By John Maroon
This afternoon the little known sports network, Versus, was re-branded as the NBC Sports Network. This is shaping up to be exciting and could, ultimately, cut into ESPN’s dominance as the driving force behind all sports coverage.
Initially, the primary programming on NBCSN will be the NHL, Major League Soccer and the Tour de France as well as a few hours of NBC’s 2012 Olympics coverage. Don’t snicker at those non-major sports. Any of us old enough to remember ESPN’s early days recall a lot of billiards and rodeo before they started cracking into the big time…and the difference is that NBCSN has the power of NBC and Comcast behind them and it doesn’t get much bigger than that.
I hope that they make great strides and provide more options for our sports news. As much as I love ESPN (and I LOVE ESPN!) it is a good thing for them to not necessarily dictate all of the sports news and decide what is and what isn’t newsworthy. It will be good for ESPN too…competition is always positive…it keeps us sharp and creative.

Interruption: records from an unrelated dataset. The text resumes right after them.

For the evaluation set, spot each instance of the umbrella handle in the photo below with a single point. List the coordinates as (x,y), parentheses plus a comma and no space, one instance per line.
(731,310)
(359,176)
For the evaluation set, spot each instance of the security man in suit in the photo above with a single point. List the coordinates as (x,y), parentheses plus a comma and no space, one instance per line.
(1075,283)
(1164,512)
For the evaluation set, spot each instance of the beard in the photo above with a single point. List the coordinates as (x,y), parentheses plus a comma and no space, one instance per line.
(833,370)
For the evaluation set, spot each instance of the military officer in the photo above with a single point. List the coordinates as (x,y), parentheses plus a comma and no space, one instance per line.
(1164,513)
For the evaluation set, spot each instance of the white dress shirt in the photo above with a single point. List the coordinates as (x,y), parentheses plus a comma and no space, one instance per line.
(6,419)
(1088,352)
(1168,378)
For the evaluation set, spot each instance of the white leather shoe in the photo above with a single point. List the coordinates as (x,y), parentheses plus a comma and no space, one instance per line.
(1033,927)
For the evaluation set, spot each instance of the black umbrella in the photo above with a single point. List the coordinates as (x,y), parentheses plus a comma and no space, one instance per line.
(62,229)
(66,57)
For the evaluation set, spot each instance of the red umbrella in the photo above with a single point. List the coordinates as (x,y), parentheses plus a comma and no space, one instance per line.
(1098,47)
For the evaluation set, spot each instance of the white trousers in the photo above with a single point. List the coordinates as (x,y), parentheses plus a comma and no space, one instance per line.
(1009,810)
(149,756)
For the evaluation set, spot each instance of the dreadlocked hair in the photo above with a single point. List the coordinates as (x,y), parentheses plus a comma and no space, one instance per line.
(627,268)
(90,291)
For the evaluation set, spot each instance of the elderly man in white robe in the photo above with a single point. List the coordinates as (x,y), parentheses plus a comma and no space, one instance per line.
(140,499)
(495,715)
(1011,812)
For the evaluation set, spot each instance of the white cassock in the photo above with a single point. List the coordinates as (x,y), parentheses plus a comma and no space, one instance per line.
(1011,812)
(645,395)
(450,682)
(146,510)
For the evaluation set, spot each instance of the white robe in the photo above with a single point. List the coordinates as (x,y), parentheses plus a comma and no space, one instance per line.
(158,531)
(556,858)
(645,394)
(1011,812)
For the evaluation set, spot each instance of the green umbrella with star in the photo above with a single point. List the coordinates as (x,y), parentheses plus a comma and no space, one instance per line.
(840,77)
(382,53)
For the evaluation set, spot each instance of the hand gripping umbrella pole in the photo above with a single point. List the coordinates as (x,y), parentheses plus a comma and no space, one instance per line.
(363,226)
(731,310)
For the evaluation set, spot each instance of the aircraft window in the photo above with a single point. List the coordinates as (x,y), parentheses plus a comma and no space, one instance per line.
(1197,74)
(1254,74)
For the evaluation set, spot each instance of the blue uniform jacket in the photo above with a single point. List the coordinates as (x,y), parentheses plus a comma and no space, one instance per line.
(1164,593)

ESPN will always be ESPN and we will tune in and love them, but NBCSN has a chance to make a difference and be a player in a one horse town when it comes to sports reporting. Other networks like Fox and Turner have brilliant sports coverage but they don’t have their own all sports network to tout.
No one news-gathering agency should ever be the lone voice determining news and that is what has happened with ESPN. They are great at it but it just isn’t how it should work.
Back in the 1970’s when newspapers were all powerful one stood above the rest, the New York Times. When they reported on something significant, the following day all the other news gathering agencies would do follow up reports on the Times’ story.
It came to be known as the New York Times effect. Today we have the ESPN effect. If they report on a potential coaching change, off field incident or trade rumor, almost immediately other outlets will report and build upon their story.
Here’s hoping that NBC Sports Network makes some noise and captures our attention and that ESPN continues to work hard and maintain their status as the worldwide leader in sports… if they compete the way the people they cover do, we, the fans, end up winning.